聖地で圧巻投球を披露した。阪神・才木浩人投手(26)が、20日の巨人戦(甲子園)に先発し、今季初の完封勝利。129球の熱投で、シーズン4勝目をゲットした。「完封は相手関わらずうれしいですけど、伝統の一戦でできたのは、すごくうれしいなと思います」。

 4月8日以来の本拠地での先発。「やったるぞという気持ちでいきました」という才木は、初回、2回と得点圏に走者を背負ったが、150キロ中盤の直球や鋭い変化球をうまく操り、得点を許さず。

 4回には味方の好プレーにも助けられた。二死から6番・中山に左中間を割る長打を浴びたが、中堅・近本からの送球を二塁・中野が三塁・佐藤輝にストライク送球。鮮やかな連係プレーで三塁でタッチアウトに仕留めた。

 中盤以降もスコアボードにゼロを並べ続けた右腕。9回のマウンドにも上がると、二死からヘルナンデスに中前打、中山に四球を許して走者を背負った。それでも、最後はフォークでリチャードを遊ゴロに仕留めて力強くガッツポーズ。
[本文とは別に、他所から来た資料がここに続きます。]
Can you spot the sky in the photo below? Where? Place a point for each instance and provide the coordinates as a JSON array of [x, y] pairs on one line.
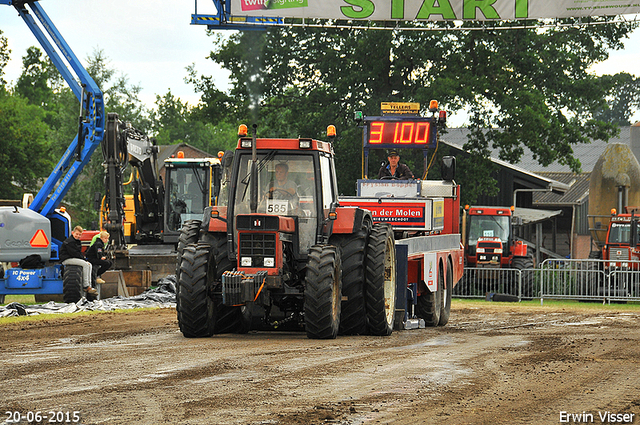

「初回と2イニング目で球数を使ってしまったので、中盤も球数少なくいきましたし、ストライク先行で打たしていこうということで、その通りにいけたかなと思います」とうなずいた。

 その一方で、2回には一死から内野安打を放ち、今季初ヒットをマーク。だが、8回には一死満塁で投併殺に倒れたことから「最後満塁でゲッツーなっちゃったんで、ちょっと申し訳ないです」と苦笑いで謝罪していた。

 チームも4―0で快勝し、3連勝。今季の巨人戦は8勝2敗大きく勝ち越すなど、貯金も今季最多の7で首位を堅守した。